Microsoft is at a crossroads. Its new CEO, Satya Nadella — only the third person to lead the company in its 39-year history, after Bill Gates and Steve Ballmer — has to decide if the software maker’s future lies exclusively in the business market, where it remains strong, or whether it must continue to play in the consumer space, too, where it has lost significant ground to Google and Apple.
There’s no denying that Microsoft has done incredibly well in the enterprise space. Its software is still used on most corporate desktops and is employed extensively in corporate data centres. Its server and tools business, which Nadella ran for the past three years, is formidable.
In cloud computing, Microsoft, under Nadella’s direction, has made enormous strides in positioning itself as a market leader, at least in the enterprise, by building advanced cloud platforms like Windows Azure that show the company is still capable of innovation and reinvention.
Indeed, some analysts have suggested that Microsoft’s board, in appointing Nadella, is tacitly admitting that the company’s future lies much more in the enterprise market than in the consumer space.
But abandoning the consumer segment would be a mistake.

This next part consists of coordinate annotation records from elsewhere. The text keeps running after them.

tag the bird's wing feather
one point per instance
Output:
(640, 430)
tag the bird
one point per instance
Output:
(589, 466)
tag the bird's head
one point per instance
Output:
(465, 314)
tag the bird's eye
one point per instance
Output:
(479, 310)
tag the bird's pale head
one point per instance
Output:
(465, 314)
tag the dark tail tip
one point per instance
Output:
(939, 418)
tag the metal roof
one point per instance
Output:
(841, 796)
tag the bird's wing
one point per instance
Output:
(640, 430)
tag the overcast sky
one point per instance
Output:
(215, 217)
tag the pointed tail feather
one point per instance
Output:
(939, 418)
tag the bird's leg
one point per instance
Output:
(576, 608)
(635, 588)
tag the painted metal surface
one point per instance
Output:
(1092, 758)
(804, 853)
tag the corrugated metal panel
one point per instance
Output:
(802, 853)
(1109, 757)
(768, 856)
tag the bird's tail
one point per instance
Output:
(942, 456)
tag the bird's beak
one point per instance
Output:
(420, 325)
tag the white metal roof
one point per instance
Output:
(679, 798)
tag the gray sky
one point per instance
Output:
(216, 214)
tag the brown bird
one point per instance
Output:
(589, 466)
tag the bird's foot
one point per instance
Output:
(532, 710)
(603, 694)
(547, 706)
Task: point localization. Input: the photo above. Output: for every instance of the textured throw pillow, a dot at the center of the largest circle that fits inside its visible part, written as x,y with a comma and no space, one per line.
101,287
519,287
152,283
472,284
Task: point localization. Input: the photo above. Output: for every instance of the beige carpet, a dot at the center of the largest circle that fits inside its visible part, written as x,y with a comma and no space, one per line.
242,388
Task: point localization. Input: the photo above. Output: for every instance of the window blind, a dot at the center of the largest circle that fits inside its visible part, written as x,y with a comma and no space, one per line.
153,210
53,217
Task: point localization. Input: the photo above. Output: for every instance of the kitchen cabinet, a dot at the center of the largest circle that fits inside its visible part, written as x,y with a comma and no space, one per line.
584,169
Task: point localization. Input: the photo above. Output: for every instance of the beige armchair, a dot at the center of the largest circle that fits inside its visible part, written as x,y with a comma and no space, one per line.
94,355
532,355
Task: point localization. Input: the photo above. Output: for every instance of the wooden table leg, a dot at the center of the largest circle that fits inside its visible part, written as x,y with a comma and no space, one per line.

First of all, it’s not all doom and gloom for Microsoft on this front. It has real potential to become a major player in the living room of the future, where entertainment — television, music, gaming — is delivered on demand over broadband connections.
And its Skype acquisition may allow it to become a serious contender in the global communications business, leveraging the power of smartphones and the ever-expanding reach of mobile broadband.
However, elsewhere in the consumer space, Microsoft is not doing well. It has stumbled badly in smartphones, for example. Like other industry players, it was caught napping when Apple launched the iPhone in 2007 and again later as Google’s Android rose to prominence (and now dominance). The company took far too long to respond and, although its latest Windows Phone software has been generally well received by the technology press, consumers haven’t fallen in love with it like they have with their iPhones and Android devices. Microsoft is also not releasing updates to the platform anywhere near quickly enough.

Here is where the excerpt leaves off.